Nel mese di maggio 2009, rispetto allo stesso mese dell'anno precedente, i flussi commerciali con i paesi extra Ue registrano una diminuzione del 19,7% per le esportazioni e del 33,2% per le importazioni. Lo rende noto l'Istat, precisando che il saldo commerciale con i paesi extra Ue é risultato positivo per 555 milioni di euro, in miglioramento rispetto al disavanzo di 1.772 milioni di euro registrato nel mese di maggio del 2008. Rispetto al mese di aprile 2009, al netto della stagionalità, le esportazioni in maggio sono aumentate dello 0,5% mentre le importazioni sono diminuite del 3,2%.

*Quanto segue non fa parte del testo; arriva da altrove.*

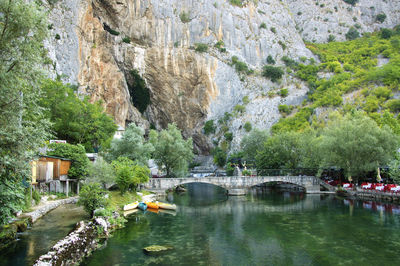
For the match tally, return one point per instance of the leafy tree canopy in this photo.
(132, 145)
(101, 172)
(355, 143)
(171, 151)
(91, 197)
(252, 143)
(23, 128)
(129, 173)
(77, 121)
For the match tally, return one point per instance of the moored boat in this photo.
(142, 206)
(166, 206)
(127, 213)
(152, 205)
(131, 206)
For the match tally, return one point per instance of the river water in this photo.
(263, 228)
(46, 232)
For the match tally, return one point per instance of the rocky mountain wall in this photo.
(101, 41)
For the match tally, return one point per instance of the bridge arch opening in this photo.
(280, 186)
(204, 184)
(199, 194)
(284, 193)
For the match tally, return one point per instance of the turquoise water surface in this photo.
(42, 236)
(263, 228)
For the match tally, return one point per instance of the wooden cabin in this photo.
(48, 168)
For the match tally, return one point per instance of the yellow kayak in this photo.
(126, 213)
(166, 206)
(152, 205)
(131, 206)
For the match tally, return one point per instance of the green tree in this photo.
(352, 34)
(281, 151)
(273, 73)
(219, 156)
(23, 128)
(209, 127)
(132, 145)
(77, 121)
(247, 126)
(76, 153)
(252, 143)
(124, 170)
(172, 152)
(129, 174)
(101, 172)
(357, 144)
(91, 197)
(394, 169)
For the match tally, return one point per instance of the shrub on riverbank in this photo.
(92, 197)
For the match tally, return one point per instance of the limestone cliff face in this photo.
(188, 87)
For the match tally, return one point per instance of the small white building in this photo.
(120, 131)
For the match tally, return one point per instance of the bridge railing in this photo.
(286, 172)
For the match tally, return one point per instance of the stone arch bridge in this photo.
(235, 185)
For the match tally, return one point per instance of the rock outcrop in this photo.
(101, 41)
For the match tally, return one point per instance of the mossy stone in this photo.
(8, 233)
(156, 249)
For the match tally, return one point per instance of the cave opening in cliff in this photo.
(138, 91)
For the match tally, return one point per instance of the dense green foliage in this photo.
(209, 127)
(219, 156)
(270, 60)
(76, 153)
(23, 127)
(252, 143)
(140, 94)
(247, 126)
(357, 145)
(273, 73)
(101, 172)
(352, 142)
(201, 47)
(280, 151)
(129, 174)
(355, 70)
(172, 152)
(132, 145)
(352, 34)
(91, 197)
(381, 17)
(77, 121)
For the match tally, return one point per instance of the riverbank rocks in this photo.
(8, 233)
(156, 249)
(77, 245)
(23, 223)
(48, 206)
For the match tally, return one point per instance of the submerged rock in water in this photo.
(8, 233)
(156, 249)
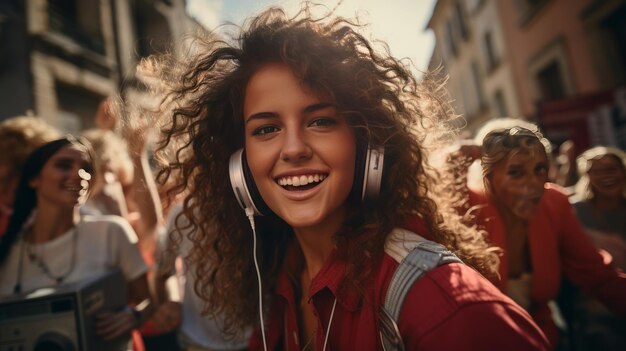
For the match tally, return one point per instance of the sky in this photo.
(401, 23)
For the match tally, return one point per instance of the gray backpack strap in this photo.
(423, 258)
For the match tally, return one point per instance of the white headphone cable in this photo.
(330, 322)
(250, 215)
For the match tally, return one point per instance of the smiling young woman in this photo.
(49, 243)
(303, 153)
(534, 223)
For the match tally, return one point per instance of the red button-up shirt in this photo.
(452, 307)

Nel trimestre marzo-maggio 2009, sottolinea Radiocor, rispetto ai tre mesi precedenti, i dati destagionalizzati mostrano una flessione del 4,5% delle esportazioni. Nei primi cinque mesi del 2009, rispetto allo stesso periodo del 2008, le esportazioni sono diminuite del 21,2% e le importazioni del 26,9%. Il saldo é stato negativo per 4.056 milioni di euro, notevolmente inferiore al disavanzo di 10.417 milioni di euro registrato nello stesso periodo dell'anno precedente. A maggio 2009 si conferma per il quinto mese consecutivo l'andamento tendenziale negativo per entrambi i flussi commerciali, con una flessione crescente per le importazioni. Dal punto di vista congiunturale, si rileva un contenuto miglioramento per le esportazioni, mentre prosegue la flessione per le importazioni.
A maggio 2009, su base tendenziale, si registrano variazioni negative delle esportazioni verso tutti i paesi ed aree geoeconomiche, ad eccezione della Cina (+18,9%) e della Corea del Sud (+10,6%). Le flessioni più significative si rilevano verso la Russia (-41%), la Turchia (-34,6%), l'Oceania e altri territori (-26,3%), i paesi Mercosur (-23,8%), gli Stati Uniti (-18,7%), i paesi Eda (-16,4%), la Svizzera (-13,6%) ed i paesi Opec (-11,8%). Per le importazioni si rilevano variazioni negative generalizzate; in particolare si segnalano le flessioni dai paesi Opec (-49,2%), dai paesi Mercosur (-35,5%), dalla Turchia (-31,8 %), dalla Russia (-28,6%), dai paesi Eda (-26%), dai paesi Asean (-25,3%), dagli Stati Uniti (-23,9%) e dalla Cina (-18,9%).
A maggio 2009, rispetto a maggio 2008, le esportazioni registrano variazioni tendenziali negative per tutti i principali settori di attività economica ad eccezione degli articoli farmaceutici chimico-medicinali e botanici (+10,7 %). Per le importazioni, considerando i principali settori, si rilevano variazioni tendenziali negative generalizzate. Le diminuzioni più significative riguardano i metalli di base e prodotti in metallo, esclusi macchine e impianti (-58,2%), petrolio greggio (-45,5%), coke e prodotti petroliferi raffinati (-44,7%), macchinari ed apparecchi n.c.a. (-35,8%), sostanze e prodotti chimici (-31,8%), ed il gas naturale (-29%).